I’ve attended a number of construction meetings over the years where I wished that standards had more bite. I wished I could point at my printouts and demand people follow the rules.
Now, I’m not so sure. When I’m training my staff I try to convey not only the standards applicable to the topic but the logic behind those standards. Bodies create standards to serve specific purposes and solve specific problems. When a standard does not serve that purpose, we should set it aside. There is a time to not follow a standard.
That statement alone has gotten me more than my fair share of bad looks. But, standards do not arise in a vacuum. There is always context.
At UF, our Telecommunications Standard once required three cable drops at every outlet location. The standard was written down and delivered to every contractor that did work on UF campus. A number of smart people put their heads together to come up with that number. Their work should be respected.
When challenged on that requirement, we have a number of options. Those that don’t truly understand the standard or feel like discussing it rely on the document itself. The requirement itself cannot be challenged because it is a component of a University standards document. Everyone should respect the document. After all, a standard is a standard.
Unfortunately, work is rarely that simple. Most work, when done according to standard, costs more. Project managers are always under pressure to cut costs. And a cabling consultant rarely gets the last word in any project. Notes are lost. Requested changes somehow don’t make it to the next set of drawings.
But, when we understand the reasoning behind a standard, we can change the adversarial nature of a planning meeting into one of mutual understanding.
We need three cables for network, phone, and one spare.
What about an outlet for a network HVAC connection located above the ceiling. Can we only install two cables for that outlet?
Sure. Or, maybe not.
At this point a cabling consultant can discuss the topic with the project manager from a common point of reference. Maybe the project manager is making a reasonable request. If so, a consultant should feel confident enough to step away from the standard. If the request is unreasonable, the cabling consultant should be ready to explain why the request is being rejected. The project manager is not there to destroy the telecommunications plan – the manager needs the plan to work. They are operating under other constraints. The IT consultant should always bear this in mind.
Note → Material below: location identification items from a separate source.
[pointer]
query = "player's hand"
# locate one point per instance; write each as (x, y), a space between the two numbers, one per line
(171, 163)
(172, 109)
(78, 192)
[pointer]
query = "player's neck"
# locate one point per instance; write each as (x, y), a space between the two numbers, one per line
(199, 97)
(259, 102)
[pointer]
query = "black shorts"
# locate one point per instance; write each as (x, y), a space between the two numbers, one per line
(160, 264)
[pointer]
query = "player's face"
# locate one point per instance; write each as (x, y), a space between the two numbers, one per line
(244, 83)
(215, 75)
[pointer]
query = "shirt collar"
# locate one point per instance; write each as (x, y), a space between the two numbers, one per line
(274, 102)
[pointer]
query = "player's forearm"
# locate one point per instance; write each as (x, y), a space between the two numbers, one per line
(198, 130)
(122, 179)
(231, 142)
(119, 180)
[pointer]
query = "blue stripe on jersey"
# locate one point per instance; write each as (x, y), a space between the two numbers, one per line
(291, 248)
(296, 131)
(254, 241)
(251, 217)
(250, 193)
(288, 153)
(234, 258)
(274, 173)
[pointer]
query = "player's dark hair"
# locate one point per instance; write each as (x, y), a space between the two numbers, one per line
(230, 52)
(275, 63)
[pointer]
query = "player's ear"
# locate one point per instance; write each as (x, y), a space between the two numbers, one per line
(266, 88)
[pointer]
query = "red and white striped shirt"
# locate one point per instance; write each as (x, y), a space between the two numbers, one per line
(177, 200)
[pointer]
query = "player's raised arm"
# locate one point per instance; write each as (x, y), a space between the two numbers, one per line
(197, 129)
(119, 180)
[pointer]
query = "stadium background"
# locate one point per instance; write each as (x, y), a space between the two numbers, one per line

As a consulting professional, we need to be able to explain the logic behind any standard we are trying to enforce. In a meeting with project managers, owners, and tenants, it is always in our best interests to convince others that standards exist for their benefit.
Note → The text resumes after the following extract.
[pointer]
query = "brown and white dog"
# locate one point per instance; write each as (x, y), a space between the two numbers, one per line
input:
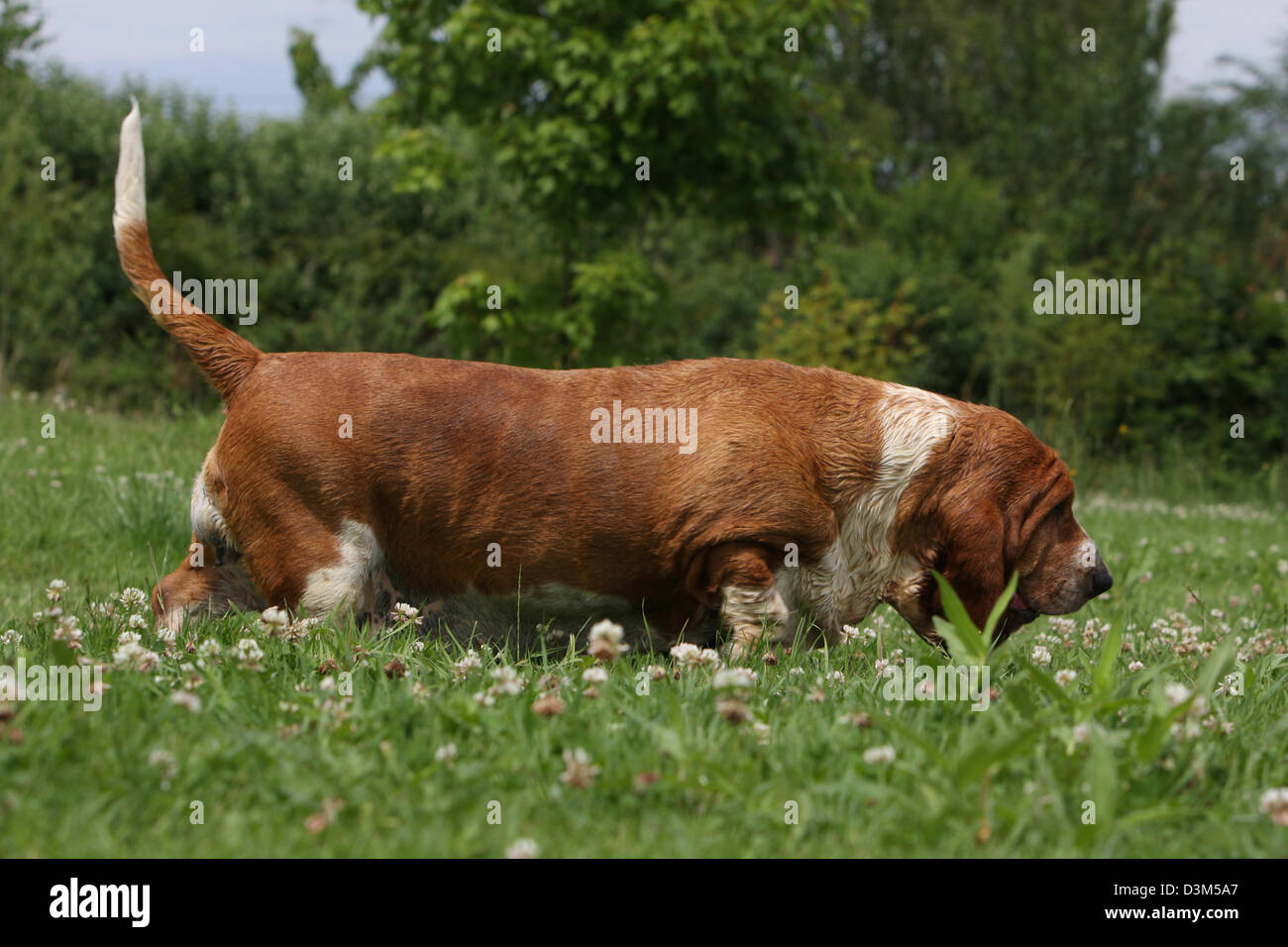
(755, 491)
As a contractor I always tried to convince customers to place two cables at each outlet location. I would explain the reasons why. Sometimes I was successful and sometimes I wasn’t. In those instances where I installed fewer than the standard number of cables, I was often called back.
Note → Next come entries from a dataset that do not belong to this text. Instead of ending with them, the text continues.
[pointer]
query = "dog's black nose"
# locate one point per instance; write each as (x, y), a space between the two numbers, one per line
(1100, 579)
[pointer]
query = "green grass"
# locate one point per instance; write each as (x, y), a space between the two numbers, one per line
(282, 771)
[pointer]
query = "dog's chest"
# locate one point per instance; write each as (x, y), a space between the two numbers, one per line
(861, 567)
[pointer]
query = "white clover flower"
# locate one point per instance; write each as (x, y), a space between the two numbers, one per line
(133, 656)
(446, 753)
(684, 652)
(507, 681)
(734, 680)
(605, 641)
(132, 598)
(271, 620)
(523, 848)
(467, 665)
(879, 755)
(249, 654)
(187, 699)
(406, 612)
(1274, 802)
Each time I was called back to install additional cables for these customers, there was no malice. Each customer knew that I was looking out for their best interests and more work followed.
I’m sure I’ve said it in earlier blog posts, but we have a responsibility to treat others as the professionals we often claim to be. Stomping our feet and pointing to a piece of paper to justify our requirements does a disservice to our role in the industry.
Our credentials do not grant us any magical insight and the information we have means nothing if we do not share it.